The only casualty was myself: having warned the children not to put their fingers into the trap if it contained an animal, I did just that and was promptly bitten by a short-tailed vole.
An otter watch was less dangerous. We put a notice in the island shop asking people to tell us about sightings. There were many responses and the children were able to record them on an island map and build up a picture of where the animals were. It also emerged from talking to local people that the otters had "runs" overland that had existed for years.
Another activity was mounting an "Edwardian exhibition" as part of a history topic. An appeal for artefacts produced enough period objects to fill the classroom. The children researched and catalogued all the items and we opened our "museum" for a week.
Revisiting topics after four years in our rolling programme would, we hoped, allow for pupils to develop their skills and concepts. We thought we had got it fairly right - then along came the 5-14 environmental studies document.
Along with the rest of the country we gasped, groaned and exclaimed. I did a quick audit of where our school was at.

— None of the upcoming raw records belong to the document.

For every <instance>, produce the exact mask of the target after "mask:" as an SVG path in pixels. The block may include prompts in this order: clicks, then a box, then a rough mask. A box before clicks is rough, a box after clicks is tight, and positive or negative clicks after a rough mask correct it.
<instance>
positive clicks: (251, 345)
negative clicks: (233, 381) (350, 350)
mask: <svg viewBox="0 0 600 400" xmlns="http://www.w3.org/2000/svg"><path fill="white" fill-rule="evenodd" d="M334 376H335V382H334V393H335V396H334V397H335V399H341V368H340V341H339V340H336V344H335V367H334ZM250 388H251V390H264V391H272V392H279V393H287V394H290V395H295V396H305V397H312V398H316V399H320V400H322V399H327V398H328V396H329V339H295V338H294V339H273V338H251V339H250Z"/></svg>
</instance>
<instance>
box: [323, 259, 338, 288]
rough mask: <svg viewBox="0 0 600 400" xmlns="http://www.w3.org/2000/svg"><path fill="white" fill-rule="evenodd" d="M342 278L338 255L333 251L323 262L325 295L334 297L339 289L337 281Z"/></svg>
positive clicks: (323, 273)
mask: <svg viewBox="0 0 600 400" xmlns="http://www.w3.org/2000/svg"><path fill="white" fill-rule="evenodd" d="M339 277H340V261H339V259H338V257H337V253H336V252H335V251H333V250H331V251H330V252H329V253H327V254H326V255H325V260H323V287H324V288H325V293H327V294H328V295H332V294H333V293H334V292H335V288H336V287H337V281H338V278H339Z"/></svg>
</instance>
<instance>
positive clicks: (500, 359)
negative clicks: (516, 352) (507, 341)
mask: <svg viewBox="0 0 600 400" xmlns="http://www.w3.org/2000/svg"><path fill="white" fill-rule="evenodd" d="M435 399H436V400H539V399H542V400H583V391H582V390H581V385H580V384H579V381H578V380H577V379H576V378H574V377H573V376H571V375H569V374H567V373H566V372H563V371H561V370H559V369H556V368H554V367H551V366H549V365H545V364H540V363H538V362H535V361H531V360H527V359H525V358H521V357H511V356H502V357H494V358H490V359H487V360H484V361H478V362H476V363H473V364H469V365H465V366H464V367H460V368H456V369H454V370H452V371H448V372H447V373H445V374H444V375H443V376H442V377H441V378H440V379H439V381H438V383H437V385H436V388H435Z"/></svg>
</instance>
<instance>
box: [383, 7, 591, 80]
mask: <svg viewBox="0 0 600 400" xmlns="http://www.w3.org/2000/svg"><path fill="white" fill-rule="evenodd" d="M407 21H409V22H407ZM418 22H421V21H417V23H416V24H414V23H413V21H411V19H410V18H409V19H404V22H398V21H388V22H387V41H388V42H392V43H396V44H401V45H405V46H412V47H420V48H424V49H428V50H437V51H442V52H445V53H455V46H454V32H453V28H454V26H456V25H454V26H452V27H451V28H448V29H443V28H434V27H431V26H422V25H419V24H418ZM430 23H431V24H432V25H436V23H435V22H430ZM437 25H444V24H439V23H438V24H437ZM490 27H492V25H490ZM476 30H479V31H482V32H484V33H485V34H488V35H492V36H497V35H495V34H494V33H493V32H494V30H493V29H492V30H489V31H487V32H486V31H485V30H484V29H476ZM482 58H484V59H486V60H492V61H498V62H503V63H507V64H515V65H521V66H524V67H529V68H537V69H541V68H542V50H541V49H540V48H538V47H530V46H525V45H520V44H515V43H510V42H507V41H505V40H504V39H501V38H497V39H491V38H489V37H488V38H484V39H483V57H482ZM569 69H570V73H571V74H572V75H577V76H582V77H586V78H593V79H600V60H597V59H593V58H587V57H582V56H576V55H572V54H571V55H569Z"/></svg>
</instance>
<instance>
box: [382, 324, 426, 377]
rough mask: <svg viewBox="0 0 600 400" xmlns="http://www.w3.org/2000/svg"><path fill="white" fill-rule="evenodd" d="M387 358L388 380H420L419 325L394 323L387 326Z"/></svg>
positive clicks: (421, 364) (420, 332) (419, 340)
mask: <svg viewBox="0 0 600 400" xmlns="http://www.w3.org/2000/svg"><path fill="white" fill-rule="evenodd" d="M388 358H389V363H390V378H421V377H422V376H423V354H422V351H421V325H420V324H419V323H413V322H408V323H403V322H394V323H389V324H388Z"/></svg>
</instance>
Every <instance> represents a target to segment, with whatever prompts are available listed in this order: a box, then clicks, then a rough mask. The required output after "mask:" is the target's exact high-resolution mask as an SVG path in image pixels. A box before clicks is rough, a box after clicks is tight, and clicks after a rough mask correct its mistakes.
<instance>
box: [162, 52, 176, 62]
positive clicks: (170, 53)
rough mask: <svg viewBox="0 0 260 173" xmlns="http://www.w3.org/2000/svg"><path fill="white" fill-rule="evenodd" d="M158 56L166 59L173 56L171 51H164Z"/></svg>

We were well ahead in information technology, thanks to Argyll and Bute's commitment to resourcing the small schools in this field. In many cases we were following good practice, but we needed to bring it into much sharper focus and ensure the progression of skills that 5-14 highlighted.
I once heard the document referred to as "a can of worms". It is an interesting thought that a can of worms in the right place can be quite a good thing. I am trying to imagine my environmental studies programme as a garden in need of turning over.
But all schools, especially small ones, must modify the document to suit their individual needs. Allowances must be made to accommodate what is actually achievable, given the massive spectrum of the document and the teaching time available.
New technology undoubtedly has a part to play. I can manage the P6-S2 split best by using video conferencing to enable my P7 pupil to work with others of his age on the "bridging topic" required by the local secondary schools, but up to P7 he will work with the rest of the class, because I can teach more effectively that way. By then I hope he will have become a more independent learner.
I do not think we are fully implementing the document yet, but we are continuing to make progress. In its terms the "variety and characteristics of living things" are all around us, and folk here on the island take a lively interest in what goes on in (and out) of school. "It's great the chances they get these days," observed one woman when we met on the road to the shore, my charges scampering ahead to terrify some poor wee creatures in the rock pools.
Yes, it is good - and necessary - because I want to use 5-14 environmental studies to teach my pupils to understand and value all aspects of their environment. As adults they will need to have "developed informed attitudes" to all kinds of situations in the world, and they may well have to use all the skills they have learned to help keep it a good place to live in.